Specializzati in furti di auto e colpi nelle abitazioni: in manette due ladri professionisti provenienti dall’Est Europa, che agivano mediante sofisticati dispositivi elettronici.
Lo scorso 24 aprile, gli agenti della Squadra Mobile di Mantova, nell’ambito dei servizi disposti dal questore, hanno arrestato i due uomini, di 50 e 53 anni, ritenuti responsabili dei reati connessi al possesso di sofisticati dispositivi elettronici utilizzati per intercettare e disturbare segnali radio, per il possesso di documenti di identità falsi validi per l’espatrio, ricettazione, porto di oggetti atti ad offendere e detenzione di strumenti utilizzati per l’effrazione di veicoli e abitazioni.
Le indagini
L’attività investigativa è nata a seguito di un furto di targhe a Mantova su una Fiat Panda parcheggiata sulla pubblica via. Dai primi accertamenti svolti mediante sistemi di videosorveglianza comunale, gli investigatori sono riusciti a individuare il veicolo utilizzato dai responsabili del furto e a monitorarne gli spostamenti tra le province di Mantova e Brescia, accertando che il veicolo era transitato nei comuni di Castiglione delle Stiviere e Desenzano del Garda.
I poliziotti, avendo riscontrato tra l’altro che l’auto risultava noleggiata,hanno avuto sin da subito il forte sospetto che i due potessero commettere azioni criminali, motivo per cui sono stati predisposti specifici servizi di osservazione e pedinamento che hanno permesso di intercettare a Desenzano l’auto con a bordo i due uomini.
I «ferri» del mestiere
Nel corso della perquisizione estesa al veicolo, è stato rinvenuto e sequestrato un ingente quantitativo di materiale, per gli inquirenti utilizzato per la commissione di reati di natura predatoria, tra cui dispositivi elettronici tipo jammer idonei alla captazione e al disturbo di segnali radio, apparecchiature per la duplicazione di chiavi elettroniche di autovetture, tracker Gps, strumenti atti allo scasso, targhe estere di sospetta provenienza illecita, telefoni cellulari, alcuni dei quali schermati con carta stagnola, nonché passamontagna, guanti e materiale per il travisamento.
Uno dei due uomini è stato inoltre trovato in possesso di documenti di identificazione esteri risultati contraffatti, utilizzati – dopo un attento travestimento mediante l’utilizzo di una parrucca e occhiali – al fine di evitare l’identificazione. Le ulteriori indagini hanno consentito di accertare che i due ladri monitoravano veicoli e abitazioni mediante l’utilizzo di dispositivi Gps occultati sotto le autovetture prese di mira, successivamente recuperati nelle rispettive abitazioni, verosimilmente al fine di pianificare furti di veicoli di grossa cilindrata, in particolare Toyota e Lexus.

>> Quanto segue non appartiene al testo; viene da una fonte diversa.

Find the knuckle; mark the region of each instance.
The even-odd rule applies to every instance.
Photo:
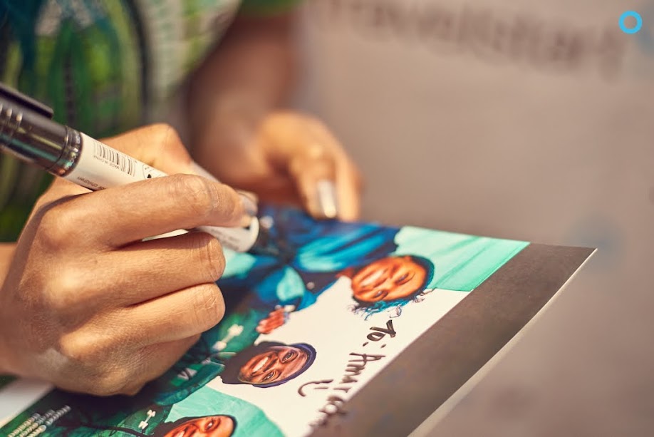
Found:
[[[157,140],[157,143],[162,147],[182,142],[177,130],[167,123],[155,123],[150,126],[150,129]]]
[[[41,242],[50,251],[58,251],[79,236],[76,211],[69,207],[54,206],[43,214],[38,226]]]
[[[135,383],[131,380],[128,370],[121,366],[113,366],[98,378],[91,394],[110,396],[117,394],[130,394]]]
[[[48,283],[45,298],[48,307],[56,314],[68,314],[83,301],[85,281],[83,274],[74,268],[58,270]]]
[[[222,246],[216,238],[204,232],[198,232],[195,238],[199,265],[206,269],[207,280],[215,282],[225,270]]]
[[[78,332],[67,334],[59,339],[59,353],[68,361],[92,366],[101,357],[103,351],[103,346],[95,340]]]
[[[204,332],[218,324],[224,314],[225,307],[217,286],[207,284],[197,287],[192,300],[193,319],[199,331]]]
[[[192,214],[207,217],[216,207],[215,190],[211,182],[199,176],[173,175],[168,178],[170,195],[182,202]]]

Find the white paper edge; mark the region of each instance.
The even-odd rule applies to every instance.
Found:
[[[16,379],[0,389],[0,427],[4,426],[31,404],[54,389],[52,384],[33,379]]]
[[[574,273],[568,278],[563,285],[559,289],[559,290],[552,295],[552,297],[543,305],[538,312],[534,314],[530,320],[529,320],[525,325],[520,329],[516,335],[514,335],[509,341],[507,342],[504,346],[500,349],[497,354],[495,354],[485,364],[484,364],[474,375],[472,375],[469,379],[468,379],[462,386],[461,386],[451,396],[450,396],[447,401],[443,402],[440,407],[436,408],[436,411],[432,413],[432,414],[425,420],[417,428],[416,428],[413,432],[409,434],[408,437],[427,437],[429,436],[433,436],[433,433],[436,431],[436,426],[443,419],[445,416],[447,416],[454,408],[460,403],[463,399],[470,393],[472,389],[477,386],[486,376],[489,372],[494,368],[499,361],[501,361],[507,354],[513,349],[519,341],[522,339],[522,337],[524,336],[525,332],[526,332],[539,319],[542,314],[547,311],[549,308],[549,306],[551,305],[552,302],[556,299],[559,296],[559,294],[561,290],[565,289],[568,284],[572,281],[574,277],[577,275],[579,271],[583,268],[583,266],[586,265],[586,263],[588,262],[588,259],[597,252],[597,249],[593,250],[590,255],[581,263],[581,265],[575,270]]]

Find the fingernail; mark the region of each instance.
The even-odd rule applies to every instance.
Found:
[[[325,179],[319,180],[316,184],[316,190],[321,212],[326,218],[336,218],[338,215],[338,205],[334,182]]]
[[[214,182],[220,182],[215,176],[200,167],[199,164],[197,163],[194,162],[192,164],[191,164],[191,170],[198,176],[205,178],[209,180],[213,180]],[[243,227],[247,227],[252,222],[252,217],[256,215],[256,212],[258,211],[258,208],[256,207],[256,196],[247,191],[240,191],[237,190],[236,192],[239,193],[239,195],[241,197],[241,202],[243,205],[243,210],[245,211],[245,215],[241,220],[240,225]]]
[[[256,215],[259,212],[259,207],[256,206],[256,196],[247,191],[241,191],[237,190],[237,192],[241,196],[241,202],[243,203],[243,209],[249,215]]]

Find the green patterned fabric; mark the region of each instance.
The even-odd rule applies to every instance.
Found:
[[[297,0],[246,0],[244,12]],[[240,0],[0,0],[0,80],[93,136],[160,120]],[[0,155],[0,242],[14,241],[51,178]]]

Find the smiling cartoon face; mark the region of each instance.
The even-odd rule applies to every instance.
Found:
[[[410,296],[425,286],[425,267],[411,257],[388,257],[352,276],[352,293],[363,302],[392,301]]]
[[[234,419],[229,416],[192,418],[177,426],[164,437],[229,437],[234,432]]]
[[[306,351],[292,346],[274,346],[249,359],[239,372],[239,380],[269,384],[290,379],[308,360]]]

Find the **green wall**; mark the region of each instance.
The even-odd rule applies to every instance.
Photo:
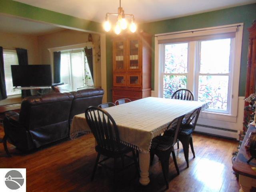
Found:
[[[102,32],[102,24],[11,0],[0,0],[0,13],[92,31]]]
[[[249,33],[247,28],[256,19],[256,4],[208,12],[186,17],[142,24],[140,27],[152,35],[199,28],[244,23],[239,82],[239,96],[244,96],[246,80]],[[152,47],[154,40],[152,38]],[[152,52],[152,86],[154,87],[154,52]]]
[[[11,0],[0,0],[0,13],[29,19],[102,32],[101,24],[42,9]],[[239,96],[244,95],[248,48],[246,29],[256,19],[256,4],[225,9],[168,20],[144,23],[140,28],[152,35],[219,25],[244,23],[242,55],[239,84]],[[154,47],[152,38],[152,47]],[[112,42],[111,34],[106,37],[108,101],[112,100]],[[154,53],[152,52],[152,88],[154,90]]]

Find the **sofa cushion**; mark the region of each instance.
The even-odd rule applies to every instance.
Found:
[[[70,85],[68,84],[52,86],[52,87],[56,93],[67,93],[72,91]]]
[[[102,89],[87,89],[71,92],[74,96],[70,116],[70,123],[75,115],[84,113],[90,106],[101,104],[104,90]]]

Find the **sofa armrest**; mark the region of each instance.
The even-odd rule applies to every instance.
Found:
[[[12,124],[18,124],[19,116],[20,114],[14,111],[9,111],[5,113],[5,117]]]

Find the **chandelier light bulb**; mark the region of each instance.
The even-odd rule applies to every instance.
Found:
[[[127,22],[125,18],[122,18],[120,22],[120,25],[121,28],[123,30],[124,30],[127,28]]]
[[[137,26],[136,24],[133,21],[132,22],[132,23],[130,26],[130,30],[132,33],[134,33],[137,30]]]
[[[115,33],[117,35],[118,35],[121,32],[121,27],[119,23],[117,22],[115,27]]]
[[[104,28],[104,30],[105,30],[107,32],[108,32],[111,29],[111,24],[109,22],[108,20],[106,20],[103,24],[103,27]]]

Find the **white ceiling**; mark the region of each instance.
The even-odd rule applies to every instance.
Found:
[[[16,0],[75,17],[101,22],[116,12],[119,0]],[[256,2],[256,0],[122,0],[125,13],[149,22]],[[115,19],[115,18],[114,18]]]
[[[0,31],[2,32],[41,35],[63,30],[49,24],[0,15]]]

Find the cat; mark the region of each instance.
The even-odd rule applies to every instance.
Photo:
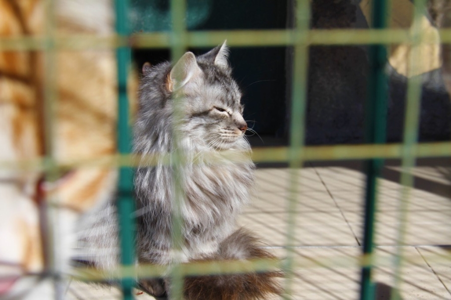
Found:
[[[52,18],[45,14],[47,2],[0,0],[0,36],[44,36],[46,20]],[[54,2],[56,34],[114,32],[111,0]],[[114,50],[58,49],[54,53],[53,158],[59,164],[70,164],[114,154],[117,114]],[[45,145],[50,130],[46,132],[44,128],[45,61],[44,52],[33,48],[0,51],[2,299],[57,298],[54,278],[46,269],[48,256],[57,250],[57,270],[67,278],[65,274],[71,272],[71,248],[76,242],[75,222],[110,198],[116,186],[117,172],[110,168],[72,168],[50,184],[42,180],[45,176],[40,167],[5,168],[5,162],[34,165],[47,154]],[[136,82],[130,82],[131,102],[136,98]],[[58,218],[53,219],[53,227],[43,230],[43,225],[49,225],[42,218],[44,192],[57,201],[51,206]],[[49,230],[53,228],[56,229],[51,235],[55,234],[55,248],[46,244]]]
[[[187,52],[173,66],[166,62],[143,67],[134,152],[169,156],[176,150],[184,159],[175,168],[160,156],[155,166],[141,163],[136,170],[139,263],[276,259],[259,247],[251,233],[236,228],[237,216],[251,198],[255,166],[245,137],[242,94],[228,55],[224,42],[197,57]],[[182,242],[178,245],[171,236],[176,188],[183,191],[178,208]],[[111,251],[117,242],[115,210],[110,205],[103,211],[99,228],[88,241],[96,245],[91,254],[98,256],[96,264],[104,269],[118,261],[117,249]],[[184,296],[262,298],[280,292],[276,280],[280,276],[272,272],[188,276]],[[170,290],[168,279],[141,280],[139,285],[155,296]]]

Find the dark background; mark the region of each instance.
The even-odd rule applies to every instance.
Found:
[[[146,22],[135,24],[134,30],[169,30],[167,1],[132,2],[137,14],[146,14],[144,8],[149,7],[149,3],[152,11],[158,10],[161,20],[150,18]],[[187,6],[189,30],[283,29],[293,26],[293,3],[289,0],[188,0]],[[312,28],[368,26],[358,6],[351,0],[315,0],[312,13]],[[137,18],[149,19],[145,16]],[[158,22],[158,26],[152,24],[152,20]],[[190,50],[200,54],[209,49]],[[251,144],[288,144],[290,119],[296,118],[289,108],[292,48],[233,48],[231,50],[230,61],[234,76],[244,92],[245,118],[259,136],[250,136]],[[155,64],[169,60],[169,52],[137,50],[133,58],[137,66],[140,67],[145,62]],[[308,66],[306,143],[362,142],[368,70],[366,47],[311,46]],[[404,122],[406,79],[392,68],[387,68],[390,94],[387,140],[399,142]],[[451,137],[451,105],[440,76],[438,70],[423,76],[419,131],[421,141],[449,140]]]

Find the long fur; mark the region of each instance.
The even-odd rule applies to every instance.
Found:
[[[274,258],[258,248],[251,234],[234,232],[236,217],[250,198],[255,166],[244,136],[241,92],[232,78],[227,55],[223,44],[197,57],[187,52],[173,66],[164,62],[143,69],[134,151],[170,154],[176,150],[184,159],[175,166],[160,158],[155,166],[143,163],[137,168],[138,262]],[[178,118],[176,110],[181,114]],[[238,160],[231,160],[230,153]],[[171,233],[177,207],[174,181],[183,192],[178,207],[182,242],[176,246]],[[87,229],[85,239],[88,254],[97,266],[112,268],[118,263],[115,208],[110,204],[95,214],[96,225]],[[191,277],[185,294],[190,300],[262,298],[278,292],[275,278],[279,274]],[[167,280],[138,282],[143,290],[158,296],[166,292],[168,284]],[[200,296],[203,290],[208,291],[206,298]],[[242,296],[230,298],[233,291]]]
[[[220,244],[218,253],[201,261],[247,260],[277,258],[259,247],[258,241],[250,232],[240,229]],[[195,261],[195,260],[194,260]],[[185,279],[186,300],[253,300],[279,294],[282,290],[277,278],[278,271],[233,274],[193,276]]]

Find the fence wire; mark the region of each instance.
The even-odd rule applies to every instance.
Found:
[[[127,28],[126,18],[128,8],[126,0],[116,0],[116,31],[117,34],[108,36],[98,36],[94,35],[71,35],[59,36],[55,32],[54,10],[53,1],[47,0],[45,36],[41,37],[23,36],[2,38],[0,38],[0,51],[43,51],[45,56],[45,72],[46,78],[45,87],[45,137],[46,156],[42,158],[19,162],[0,162],[0,168],[3,170],[15,170],[25,171],[39,170],[45,172],[48,180],[52,182],[58,178],[57,174],[63,170],[75,167],[111,167],[119,168],[120,175],[118,183],[118,208],[121,228],[120,237],[122,252],[122,266],[112,274],[108,275],[108,278],[120,280],[122,287],[123,298],[133,298],[132,288],[136,277],[148,278],[161,276],[169,274],[173,280],[174,290],[172,294],[175,298],[182,296],[181,288],[183,276],[192,274],[207,274],[211,273],[231,274],[245,272],[250,270],[263,271],[274,270],[275,268],[282,268],[286,274],[284,287],[285,295],[289,298],[294,284],[294,270],[297,268],[318,268],[327,265],[329,267],[346,266],[352,260],[351,258],[341,258],[332,259],[321,263],[315,263],[311,260],[295,259],[295,244],[294,241],[297,235],[297,196],[299,192],[299,169],[306,161],[340,160],[367,160],[369,162],[367,176],[366,194],[367,198],[372,198],[366,203],[367,208],[365,220],[367,226],[364,240],[367,240],[368,246],[364,246],[363,252],[358,257],[357,264],[362,268],[362,276],[360,281],[360,298],[369,300],[374,298],[374,282],[371,270],[377,266],[393,266],[393,262],[388,258],[375,256],[373,253],[373,234],[374,225],[376,222],[374,214],[376,210],[375,203],[377,195],[377,178],[382,168],[382,160],[384,158],[400,158],[402,162],[400,183],[403,188],[399,196],[400,212],[397,219],[399,226],[395,266],[395,288],[400,290],[403,278],[402,266],[406,260],[409,261],[414,258],[409,258],[403,251],[405,244],[407,220],[408,217],[409,192],[412,186],[412,168],[415,166],[415,160],[418,158],[449,156],[451,153],[451,142],[435,142],[418,143],[418,128],[419,118],[420,100],[421,88],[421,76],[413,76],[408,79],[407,94],[405,108],[405,120],[403,140],[401,143],[386,144],[382,138],[370,138],[365,144],[357,145],[335,144],[326,146],[306,146],[304,144],[306,120],[306,106],[307,103],[307,70],[309,46],[313,45],[353,45],[367,44],[373,46],[372,50],[375,58],[373,70],[374,76],[370,78],[374,80],[374,90],[372,92],[376,98],[373,104],[376,106],[381,102],[386,100],[386,93],[379,93],[385,89],[386,80],[376,78],[384,73],[384,65],[381,64],[381,53],[383,60],[386,62],[384,49],[388,45],[405,44],[410,45],[412,51],[409,60],[409,68],[414,70],[416,64],[419,60],[418,45],[421,44],[436,44],[451,43],[451,30],[442,29],[438,30],[438,36],[425,36],[422,34],[420,18],[424,16],[425,2],[423,0],[415,0],[415,10],[412,16],[413,25],[410,30],[386,28],[386,21],[378,24],[378,20],[384,19],[390,10],[389,5],[385,5],[384,1],[373,1],[373,26],[366,30],[334,29],[310,30],[310,2],[307,0],[296,2],[295,6],[296,24],[294,28],[285,30],[211,30],[190,31],[187,29],[184,16],[186,12],[185,0],[172,0],[170,2],[170,12],[173,28],[169,32],[145,32],[130,34]],[[135,266],[135,250],[133,246],[134,232],[133,220],[130,218],[134,210],[132,192],[132,168],[136,167],[138,162],[142,162],[138,156],[130,154],[130,130],[128,100],[127,98],[127,74],[129,69],[130,48],[167,48],[170,50],[172,61],[181,56],[185,50],[189,47],[213,46],[221,44],[227,40],[228,44],[232,46],[257,47],[261,46],[292,46],[294,51],[293,76],[291,82],[292,96],[290,112],[292,118],[290,124],[289,146],[283,147],[267,147],[253,149],[252,159],[256,162],[287,162],[291,168],[289,178],[289,196],[287,197],[288,220],[285,230],[286,240],[285,248],[287,258],[281,262],[272,260],[259,260],[255,261],[240,262],[214,262],[189,263],[170,267],[170,270],[162,266]],[[55,82],[56,52],[59,50],[86,50],[115,48],[117,51],[118,82],[118,154],[115,156],[105,156],[102,159],[74,160],[73,162],[59,162],[52,154],[54,148],[53,136],[54,136],[55,111],[56,101],[56,87]],[[370,57],[373,57],[371,56]],[[377,68],[379,68],[377,69]],[[377,73],[378,72],[378,73]],[[413,72],[414,73],[414,72]],[[385,80],[385,81],[384,81]],[[374,95],[373,95],[374,96]],[[379,96],[379,98],[377,98]],[[373,107],[369,105],[368,107]],[[371,127],[379,122],[376,126],[382,126],[379,131],[383,131],[386,122],[384,117],[380,117],[380,110],[386,110],[386,106],[382,108],[377,107],[373,112],[373,124],[367,125]],[[379,114],[378,116],[377,114]],[[374,134],[373,128],[372,134]],[[371,128],[370,131],[371,131]],[[376,130],[377,131],[377,130]],[[380,132],[379,132],[380,133]],[[378,134],[377,132],[375,134]],[[158,154],[164,156],[164,154]],[[170,162],[182,163],[182,158],[178,157],[180,154],[176,152],[165,158],[168,164]],[[148,156],[146,160],[148,166],[154,165],[157,161],[162,160],[158,156]],[[231,158],[233,158],[233,154]],[[181,176],[180,176],[181,177]],[[177,180],[174,178],[174,180]],[[302,179],[301,179],[302,180]],[[177,184],[176,184],[176,186]],[[182,194],[178,195],[182,198]],[[52,199],[48,200],[50,204]],[[179,202],[179,201],[176,202]],[[49,216],[49,228],[54,228],[52,224],[54,221]],[[181,235],[181,222],[179,218],[174,220],[174,238],[179,240]],[[178,228],[176,230],[176,228]],[[55,232],[48,232],[51,237],[49,241],[46,255],[49,265],[47,268],[52,270],[53,274],[62,272],[58,270],[58,242]],[[438,261],[446,261],[449,257],[441,258]],[[95,270],[79,268],[77,270],[76,277],[82,280],[99,281],[106,279],[105,274]],[[57,290],[60,290],[59,296],[63,291],[58,287],[58,280],[56,278]],[[58,294],[58,293],[57,293]],[[397,299],[398,295],[394,294],[393,299]]]

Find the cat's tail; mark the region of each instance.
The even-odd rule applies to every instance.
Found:
[[[214,256],[196,261],[277,260],[259,244],[249,232],[239,229],[221,243]],[[186,300],[266,299],[281,293],[278,278],[282,276],[279,270],[188,276],[185,279],[184,296]]]

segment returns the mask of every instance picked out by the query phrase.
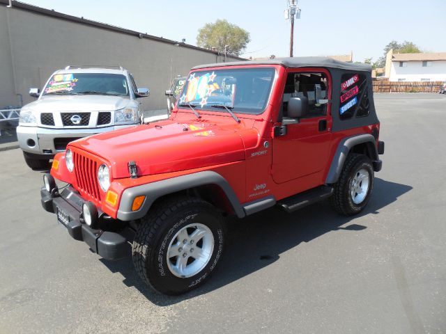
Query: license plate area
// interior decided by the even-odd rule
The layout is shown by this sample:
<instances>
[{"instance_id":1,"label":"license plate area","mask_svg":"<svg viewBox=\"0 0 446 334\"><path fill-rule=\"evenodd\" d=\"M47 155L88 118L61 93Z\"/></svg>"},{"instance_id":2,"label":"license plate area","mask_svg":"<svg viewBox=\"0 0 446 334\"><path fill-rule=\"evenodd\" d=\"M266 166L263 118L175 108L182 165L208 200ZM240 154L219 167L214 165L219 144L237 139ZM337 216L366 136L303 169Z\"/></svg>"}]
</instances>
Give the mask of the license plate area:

Sono tuttora in corso ulteriori accertamenti per verificare la commissione di ulteriori episodi delittuosi riconducibili agli arrestati, nonché la provenienza dei documenti, delle targhe estere e dei dispositivi elettronici rinvenuti nella loro disponibilità.
Misure cautelari
All’esito dei primi accertamenti i due uomini sono stati tratti in arresto e condotti in carcere a Brescia a disposizione dell’Autorità giudiziaria che, nei giorni successivi, ha convalidato l’arresto, disponendo nei confronti di uno la custodia in carcere, dell’altro la misura dell’obbligo di presentazione alla Polizia giudiziaria, con divieto di espatrio e obbligo di dimora nella provincia di Brescia.